The Biscuit Approach: Reinventing Authorization Tokens


In the world of authentication and authorization, JWTs (JSON Web Tokens) have become a popular choice for many developers. They offer a stateless mechanism, allowing for easy and efficient authentication. However, one pain point that continues to plague JWTs is the issue of revocation. Once a JWT is issued, it is difficult to revoke access without maintaining some form of state. This is where Biscuit, a new authorization token approach, comes into play.

Revocation Woes of JWTs

JWTs are great for many use cases. They allow for quick authorization without the need for a database query. However, in situations where revocation is necessary, JWTs fall short. Revocation requires maintaining a revocation list, which defeats the purpose of stateless bearer tokens. As one user put it, “Revocation is essentially the Achilles heel of JWTs.”

Introducing Biscuit: A Fresh Take on Authorization Tokens

Biscuit, an alternative to JWTs, aims to address the revocation challenge while offering additional benefits. According to the author of Biscuit, revocation can be managed through a system of “revocation IDs.” Each token block is assigned a unique revocation ID. By adding the revocation ID of the last block to the revocation list, all tokens derived from that one can be revoked. However, it is important to note that, as with any bearer token system, revocation reintroduces some degree of state.

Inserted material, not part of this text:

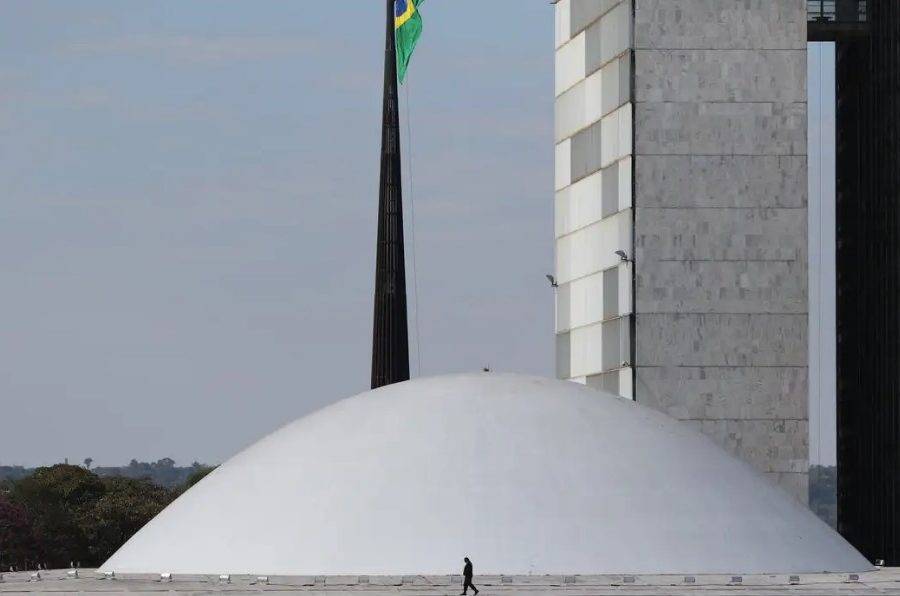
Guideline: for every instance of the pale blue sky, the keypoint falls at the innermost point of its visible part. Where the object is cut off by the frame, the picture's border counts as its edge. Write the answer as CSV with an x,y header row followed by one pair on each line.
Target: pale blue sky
x,y
187,218
187,223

While some may question the need for Biscuit over JWTs, there are advantages that make it worth considering. Biscuit specifies its own authorization language, allowing for more flexible and granular checks to be carried out by the token itself. It also offers attenuation, which enables a user to give someone else a weaker form of their authorization. In addition, Biscuit introduces third-party blocks, expanding the possibilities for token usage.

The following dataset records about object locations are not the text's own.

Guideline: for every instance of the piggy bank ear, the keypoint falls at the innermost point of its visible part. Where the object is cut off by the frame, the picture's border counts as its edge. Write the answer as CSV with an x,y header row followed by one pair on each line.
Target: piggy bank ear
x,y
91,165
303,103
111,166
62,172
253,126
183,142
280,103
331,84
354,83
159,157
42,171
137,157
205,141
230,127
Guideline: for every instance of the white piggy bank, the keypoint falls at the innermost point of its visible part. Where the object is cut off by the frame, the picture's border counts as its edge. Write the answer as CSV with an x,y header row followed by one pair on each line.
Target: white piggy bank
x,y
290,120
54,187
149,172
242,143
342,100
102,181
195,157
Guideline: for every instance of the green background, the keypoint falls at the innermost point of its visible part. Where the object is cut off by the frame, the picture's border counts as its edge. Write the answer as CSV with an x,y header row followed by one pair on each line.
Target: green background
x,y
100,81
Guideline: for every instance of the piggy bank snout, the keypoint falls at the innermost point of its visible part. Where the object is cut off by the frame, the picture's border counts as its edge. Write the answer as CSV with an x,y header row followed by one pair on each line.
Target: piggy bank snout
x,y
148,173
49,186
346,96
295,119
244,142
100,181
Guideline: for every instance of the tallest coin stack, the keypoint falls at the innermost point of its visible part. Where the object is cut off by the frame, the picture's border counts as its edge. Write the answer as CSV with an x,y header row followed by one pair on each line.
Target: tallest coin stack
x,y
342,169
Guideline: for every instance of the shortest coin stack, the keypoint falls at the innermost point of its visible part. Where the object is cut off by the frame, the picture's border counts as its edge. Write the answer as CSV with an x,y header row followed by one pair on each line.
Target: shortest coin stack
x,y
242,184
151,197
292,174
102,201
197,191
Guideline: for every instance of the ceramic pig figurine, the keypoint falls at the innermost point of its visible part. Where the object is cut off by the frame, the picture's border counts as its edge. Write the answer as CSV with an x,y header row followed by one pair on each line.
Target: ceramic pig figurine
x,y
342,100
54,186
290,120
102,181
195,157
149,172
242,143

The Role of Authorization Language

One commenter questioned the need for an authorization language within the token itself, suggesting that developers can implement authorization logic within their application. However, Biscuit’s authorization language serves a purpose, especially in scenarios where a user with certain authorization wants to grant someone else a limited version of that authorization. Biscuit’s flexibility allows for more sophisticated delegation and fine-grained access control.

The Trade-Offs and Considerations

It is important to acknowledge that there is no perfect solution when it comes to authorization tokens. JWTs have their advantages in certain scenarios, such as avoiding unnecessary database queries and reducing attack surface. On the other hand, Biscuit offers a different approach with its revocation implementation and additional features like attenuation and third-party blocks.

One user pointed out that every solution for revocation involves maintaining some form of token list, whether it is a blacklist or a whitelist. Both approaches have their trade-offs and limitations. Each organization must evaluate their specific requirements and threat model to determine the best approach for their system.

While Biscuit may not be the solution for every use case, it aims to provide an alternative for those who require a more nuanced authorization mechanism. It offers a way to handle revocation while providing a flexible authorization language and additional features that JWTs may not offer out of the box.

In the end, the choice between JWTs and Biscuit depends on various factors, such as the specific requirements of the application, the desired level of authorization granularity, and the trade-offs an organization is willing to make. Regardless of the chosen approach, it is crucial to carefully evaluate the security implications and consider the best practices for handling authentication and authorization.